Rosenheim sees cameras as furthering the anti-aristocratic principles that America was founded on, in the process helping individuals own their identities and document their world. His new exhibition at The Met, The New Art: American Photography, 1839–1910, aspires to give us new ways of seeing precisely how that occurred. Dozens of portraits of everyday Americans showcase a fascinating people’s history of the United States, while also revealing a middle class deeply engaged in the process of discovering its identity, both as consumers and as participants in this young, quickly developing democracy. “Photographic portraits play a role in people feeling like they could be a citizen,” Rosenheim said. “It’s a psychological, empowering thing to own your own likeness.”

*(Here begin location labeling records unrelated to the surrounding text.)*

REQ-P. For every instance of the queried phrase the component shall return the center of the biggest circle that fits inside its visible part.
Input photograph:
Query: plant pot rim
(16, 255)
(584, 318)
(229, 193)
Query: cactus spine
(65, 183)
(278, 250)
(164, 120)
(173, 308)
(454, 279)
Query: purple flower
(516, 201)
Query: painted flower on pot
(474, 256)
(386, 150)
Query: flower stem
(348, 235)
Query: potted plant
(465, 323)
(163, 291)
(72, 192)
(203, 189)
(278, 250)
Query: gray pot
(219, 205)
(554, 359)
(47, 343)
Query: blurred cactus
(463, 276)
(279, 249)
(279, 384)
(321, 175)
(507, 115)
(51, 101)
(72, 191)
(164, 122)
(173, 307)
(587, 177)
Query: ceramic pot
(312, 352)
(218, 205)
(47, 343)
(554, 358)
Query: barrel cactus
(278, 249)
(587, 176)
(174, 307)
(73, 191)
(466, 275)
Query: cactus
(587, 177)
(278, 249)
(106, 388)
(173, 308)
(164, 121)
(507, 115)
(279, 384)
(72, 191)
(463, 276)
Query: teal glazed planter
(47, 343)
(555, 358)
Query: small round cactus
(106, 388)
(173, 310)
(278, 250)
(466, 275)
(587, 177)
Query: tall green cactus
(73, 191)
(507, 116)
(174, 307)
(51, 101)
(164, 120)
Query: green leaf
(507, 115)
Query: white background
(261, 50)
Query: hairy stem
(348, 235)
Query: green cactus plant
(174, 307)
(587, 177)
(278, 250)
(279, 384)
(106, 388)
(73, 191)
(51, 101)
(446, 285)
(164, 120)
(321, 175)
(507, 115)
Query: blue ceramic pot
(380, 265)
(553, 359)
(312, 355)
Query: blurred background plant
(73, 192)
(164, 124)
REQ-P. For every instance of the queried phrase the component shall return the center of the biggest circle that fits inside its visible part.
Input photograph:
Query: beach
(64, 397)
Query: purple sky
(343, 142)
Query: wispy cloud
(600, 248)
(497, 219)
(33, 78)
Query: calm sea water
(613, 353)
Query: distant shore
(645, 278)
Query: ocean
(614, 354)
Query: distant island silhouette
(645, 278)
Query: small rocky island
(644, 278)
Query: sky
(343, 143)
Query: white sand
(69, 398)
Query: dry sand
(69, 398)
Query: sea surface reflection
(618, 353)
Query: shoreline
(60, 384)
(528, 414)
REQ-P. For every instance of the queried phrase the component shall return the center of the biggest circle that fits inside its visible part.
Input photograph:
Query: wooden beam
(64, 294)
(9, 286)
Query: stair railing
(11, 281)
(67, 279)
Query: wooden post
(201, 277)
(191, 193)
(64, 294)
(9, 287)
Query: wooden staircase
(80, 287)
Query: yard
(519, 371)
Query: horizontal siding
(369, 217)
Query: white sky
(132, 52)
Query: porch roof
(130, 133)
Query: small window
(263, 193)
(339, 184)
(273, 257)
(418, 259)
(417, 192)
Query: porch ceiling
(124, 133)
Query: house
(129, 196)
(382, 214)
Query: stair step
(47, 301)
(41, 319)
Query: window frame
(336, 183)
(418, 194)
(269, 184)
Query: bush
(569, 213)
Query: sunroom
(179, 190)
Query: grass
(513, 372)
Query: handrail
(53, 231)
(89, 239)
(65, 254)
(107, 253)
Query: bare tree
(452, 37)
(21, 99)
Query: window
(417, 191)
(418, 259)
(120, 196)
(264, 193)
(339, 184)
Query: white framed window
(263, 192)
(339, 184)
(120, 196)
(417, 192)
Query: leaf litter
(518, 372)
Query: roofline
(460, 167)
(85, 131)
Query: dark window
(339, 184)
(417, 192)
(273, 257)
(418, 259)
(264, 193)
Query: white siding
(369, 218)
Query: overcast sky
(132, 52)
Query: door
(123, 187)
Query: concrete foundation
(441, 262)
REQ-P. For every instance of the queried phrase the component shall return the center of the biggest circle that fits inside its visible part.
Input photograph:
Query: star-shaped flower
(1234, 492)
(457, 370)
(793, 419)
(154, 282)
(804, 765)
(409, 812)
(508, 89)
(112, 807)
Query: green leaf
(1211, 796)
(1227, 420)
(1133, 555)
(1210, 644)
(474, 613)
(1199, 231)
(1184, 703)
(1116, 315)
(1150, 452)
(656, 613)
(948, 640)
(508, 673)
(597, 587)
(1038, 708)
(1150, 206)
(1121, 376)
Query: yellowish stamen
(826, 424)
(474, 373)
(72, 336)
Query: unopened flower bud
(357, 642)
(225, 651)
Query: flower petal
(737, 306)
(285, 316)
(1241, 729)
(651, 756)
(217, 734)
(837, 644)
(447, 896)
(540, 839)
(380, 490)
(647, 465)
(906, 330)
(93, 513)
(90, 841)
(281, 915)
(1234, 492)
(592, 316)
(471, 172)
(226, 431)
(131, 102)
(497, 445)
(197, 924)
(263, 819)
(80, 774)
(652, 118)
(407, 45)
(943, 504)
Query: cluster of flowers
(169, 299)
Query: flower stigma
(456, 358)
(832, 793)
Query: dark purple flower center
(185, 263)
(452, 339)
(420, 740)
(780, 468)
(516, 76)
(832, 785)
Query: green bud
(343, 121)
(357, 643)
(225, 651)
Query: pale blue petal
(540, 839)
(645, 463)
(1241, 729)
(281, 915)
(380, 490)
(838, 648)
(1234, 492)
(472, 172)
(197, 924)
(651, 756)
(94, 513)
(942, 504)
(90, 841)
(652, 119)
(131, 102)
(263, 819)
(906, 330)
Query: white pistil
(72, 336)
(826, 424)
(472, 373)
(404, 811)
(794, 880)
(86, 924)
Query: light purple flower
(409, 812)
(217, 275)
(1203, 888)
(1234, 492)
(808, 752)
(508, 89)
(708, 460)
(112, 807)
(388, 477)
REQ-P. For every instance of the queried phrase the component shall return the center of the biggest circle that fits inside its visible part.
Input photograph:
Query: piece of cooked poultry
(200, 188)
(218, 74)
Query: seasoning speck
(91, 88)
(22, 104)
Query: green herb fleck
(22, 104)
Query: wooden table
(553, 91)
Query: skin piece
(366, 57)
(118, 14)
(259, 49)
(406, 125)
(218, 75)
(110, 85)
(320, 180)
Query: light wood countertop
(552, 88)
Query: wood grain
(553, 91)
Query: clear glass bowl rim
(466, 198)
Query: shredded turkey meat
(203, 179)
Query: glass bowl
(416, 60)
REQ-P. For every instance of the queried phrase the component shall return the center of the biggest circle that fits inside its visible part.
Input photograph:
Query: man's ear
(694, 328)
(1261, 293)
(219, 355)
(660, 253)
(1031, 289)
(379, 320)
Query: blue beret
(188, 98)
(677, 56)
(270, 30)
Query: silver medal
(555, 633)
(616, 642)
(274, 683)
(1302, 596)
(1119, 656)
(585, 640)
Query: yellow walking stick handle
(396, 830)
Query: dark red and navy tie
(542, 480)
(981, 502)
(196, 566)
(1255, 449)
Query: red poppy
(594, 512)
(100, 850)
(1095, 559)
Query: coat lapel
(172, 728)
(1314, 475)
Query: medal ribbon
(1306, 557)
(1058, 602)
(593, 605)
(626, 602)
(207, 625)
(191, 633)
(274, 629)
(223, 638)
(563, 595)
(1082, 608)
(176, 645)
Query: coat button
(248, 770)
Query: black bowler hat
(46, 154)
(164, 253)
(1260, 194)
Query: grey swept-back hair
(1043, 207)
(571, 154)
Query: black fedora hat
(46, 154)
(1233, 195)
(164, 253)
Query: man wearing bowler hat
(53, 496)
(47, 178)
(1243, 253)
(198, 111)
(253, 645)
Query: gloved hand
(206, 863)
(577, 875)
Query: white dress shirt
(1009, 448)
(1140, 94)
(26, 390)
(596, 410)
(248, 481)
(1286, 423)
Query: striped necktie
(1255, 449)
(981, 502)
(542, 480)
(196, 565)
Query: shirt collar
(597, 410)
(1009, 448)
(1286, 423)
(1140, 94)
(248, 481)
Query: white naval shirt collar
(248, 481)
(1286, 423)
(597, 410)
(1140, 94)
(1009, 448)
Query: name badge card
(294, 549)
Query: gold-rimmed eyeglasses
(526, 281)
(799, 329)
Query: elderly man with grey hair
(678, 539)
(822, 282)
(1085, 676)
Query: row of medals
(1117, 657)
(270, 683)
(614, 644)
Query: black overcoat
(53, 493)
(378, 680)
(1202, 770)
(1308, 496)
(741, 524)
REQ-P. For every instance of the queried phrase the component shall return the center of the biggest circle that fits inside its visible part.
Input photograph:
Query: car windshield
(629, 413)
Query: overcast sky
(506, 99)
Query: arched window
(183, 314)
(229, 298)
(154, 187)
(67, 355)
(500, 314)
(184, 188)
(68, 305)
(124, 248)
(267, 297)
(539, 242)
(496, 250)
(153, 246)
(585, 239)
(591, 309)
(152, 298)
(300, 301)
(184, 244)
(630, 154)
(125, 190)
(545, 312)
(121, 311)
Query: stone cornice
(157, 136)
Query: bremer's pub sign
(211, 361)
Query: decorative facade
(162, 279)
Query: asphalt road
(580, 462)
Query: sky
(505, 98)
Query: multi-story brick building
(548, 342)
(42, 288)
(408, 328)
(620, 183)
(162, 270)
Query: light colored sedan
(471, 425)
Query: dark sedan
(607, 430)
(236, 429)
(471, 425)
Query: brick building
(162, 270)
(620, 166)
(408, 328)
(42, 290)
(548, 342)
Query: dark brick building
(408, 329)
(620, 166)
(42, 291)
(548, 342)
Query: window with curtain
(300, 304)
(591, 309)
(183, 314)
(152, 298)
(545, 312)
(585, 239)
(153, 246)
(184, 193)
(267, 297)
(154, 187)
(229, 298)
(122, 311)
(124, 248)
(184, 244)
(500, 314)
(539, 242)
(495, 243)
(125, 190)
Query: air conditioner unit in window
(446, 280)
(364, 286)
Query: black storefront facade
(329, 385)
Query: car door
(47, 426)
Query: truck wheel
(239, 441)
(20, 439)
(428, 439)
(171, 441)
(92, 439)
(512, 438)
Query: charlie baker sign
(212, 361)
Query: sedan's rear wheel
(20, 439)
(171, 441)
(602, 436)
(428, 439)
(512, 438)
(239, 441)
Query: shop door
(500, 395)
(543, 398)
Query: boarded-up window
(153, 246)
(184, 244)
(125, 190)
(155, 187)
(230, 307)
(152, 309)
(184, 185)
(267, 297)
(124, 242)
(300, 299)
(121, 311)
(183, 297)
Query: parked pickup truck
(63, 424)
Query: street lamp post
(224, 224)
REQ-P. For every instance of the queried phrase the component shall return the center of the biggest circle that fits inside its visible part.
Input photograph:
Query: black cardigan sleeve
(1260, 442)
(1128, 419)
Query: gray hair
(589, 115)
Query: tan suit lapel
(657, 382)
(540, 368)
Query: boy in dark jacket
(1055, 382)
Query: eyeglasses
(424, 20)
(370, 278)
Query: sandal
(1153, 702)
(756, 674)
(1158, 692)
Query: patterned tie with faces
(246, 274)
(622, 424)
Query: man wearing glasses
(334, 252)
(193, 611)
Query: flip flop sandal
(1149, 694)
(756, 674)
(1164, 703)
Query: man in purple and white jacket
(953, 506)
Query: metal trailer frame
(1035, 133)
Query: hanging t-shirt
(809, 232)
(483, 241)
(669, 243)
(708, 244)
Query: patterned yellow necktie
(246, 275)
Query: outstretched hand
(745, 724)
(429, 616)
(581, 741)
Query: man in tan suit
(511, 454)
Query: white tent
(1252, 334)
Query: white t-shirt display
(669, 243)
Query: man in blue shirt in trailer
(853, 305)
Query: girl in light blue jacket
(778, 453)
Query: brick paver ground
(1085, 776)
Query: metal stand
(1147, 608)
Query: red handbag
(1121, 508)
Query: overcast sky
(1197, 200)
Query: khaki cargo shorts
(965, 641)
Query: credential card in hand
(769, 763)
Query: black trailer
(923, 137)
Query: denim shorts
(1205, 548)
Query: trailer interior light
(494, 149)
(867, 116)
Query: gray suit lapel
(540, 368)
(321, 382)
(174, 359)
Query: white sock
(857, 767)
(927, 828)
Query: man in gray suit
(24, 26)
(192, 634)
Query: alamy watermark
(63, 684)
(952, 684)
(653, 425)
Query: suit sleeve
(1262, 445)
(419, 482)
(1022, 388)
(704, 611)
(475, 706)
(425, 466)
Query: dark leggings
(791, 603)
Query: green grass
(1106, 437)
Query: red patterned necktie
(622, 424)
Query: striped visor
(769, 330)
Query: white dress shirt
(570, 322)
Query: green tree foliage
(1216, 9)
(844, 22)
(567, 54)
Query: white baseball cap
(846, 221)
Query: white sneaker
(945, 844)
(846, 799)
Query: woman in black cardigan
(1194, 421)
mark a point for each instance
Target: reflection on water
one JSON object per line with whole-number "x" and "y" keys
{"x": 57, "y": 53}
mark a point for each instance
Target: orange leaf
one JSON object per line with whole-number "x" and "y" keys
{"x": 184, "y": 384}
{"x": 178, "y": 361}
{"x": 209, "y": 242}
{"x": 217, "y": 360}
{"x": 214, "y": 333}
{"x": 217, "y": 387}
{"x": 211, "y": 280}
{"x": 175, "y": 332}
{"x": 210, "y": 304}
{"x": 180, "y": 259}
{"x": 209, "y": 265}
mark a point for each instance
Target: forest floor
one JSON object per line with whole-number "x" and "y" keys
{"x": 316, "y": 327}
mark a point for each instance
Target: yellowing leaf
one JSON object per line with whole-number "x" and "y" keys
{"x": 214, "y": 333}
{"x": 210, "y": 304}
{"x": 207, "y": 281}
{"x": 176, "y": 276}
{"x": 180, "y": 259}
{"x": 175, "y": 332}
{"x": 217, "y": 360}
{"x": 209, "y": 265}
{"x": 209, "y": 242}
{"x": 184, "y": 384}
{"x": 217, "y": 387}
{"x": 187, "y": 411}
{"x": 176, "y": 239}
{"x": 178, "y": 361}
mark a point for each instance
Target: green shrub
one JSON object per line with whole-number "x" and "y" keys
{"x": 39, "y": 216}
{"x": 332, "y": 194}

black and white photo of a person with camera, cloth over their head
Unknown Maker – Studio Photographer at Work ca 1855. Photograph: The Metropolitan Museum of Art

Covering a period when the US was figuring out exactly what photography was for, The New Art offers some 250 photographs that captures the day-to-day of the American experiment in action. In their immediacy and their frankness, these photos offer new possibilities for recording history that simply were not available before the invention of the camera. “The collection is just filled with the the everyday stories of people,” Rosenheim said, “and I don’t think painting can touch that.”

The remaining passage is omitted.